Appreciation of bitter tastes is also a mark of culinary sophistication, a clear line in an arrested-development culture between grown-ups and children. Sweet is the first taste humans crave—and the last to leave them. Most young children reject bitter instinctively, believed to be the result of an evolutionary protective mechanism, in that only a tiny portion of poison is required to kill them. One must grow into appreciation of bitter flavours. Who enjoyed their first olive? Or first sip of coffee?

The introduction of bitter ingredients forces reflection, a fact true both in life and cuisine. “Sometimes it stops you in your tracks and makes you think about what you’re eating,” McLagan says. “It makes you concentrate; we don’t do that enough anymore.” That’s also true when drinking bitters-infused alcohol, says Coster. Unlike sugar-bomb cocktails, they must be savoured, he says: “They’re sipping drinks, not gulping drinks.”

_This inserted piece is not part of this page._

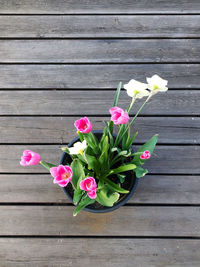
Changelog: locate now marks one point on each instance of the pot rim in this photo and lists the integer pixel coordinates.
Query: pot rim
(106, 209)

Expect the quest for “bitter” to become increasingly extreme, given bartenders’ and chefs’ constant need to challenge and excite palates. One need look no further than cocktail menus: Ambergris, a musky, bile-like waste secreted by sperm whales that has been long prized in perfume-making, is a coveted, and much-hyped, ingredient used to make variations on the classic Old Fashioned.

McLagan doesn’t want bitter to be turned into another culinary cage match, as seen with the use of hot spicing. But, just as she was finishing the book, she heard about cow bile—which is bright green and very bitter—gaining vogue among chefs. Whether bile becomes a culinary sweet spot remains to be seen.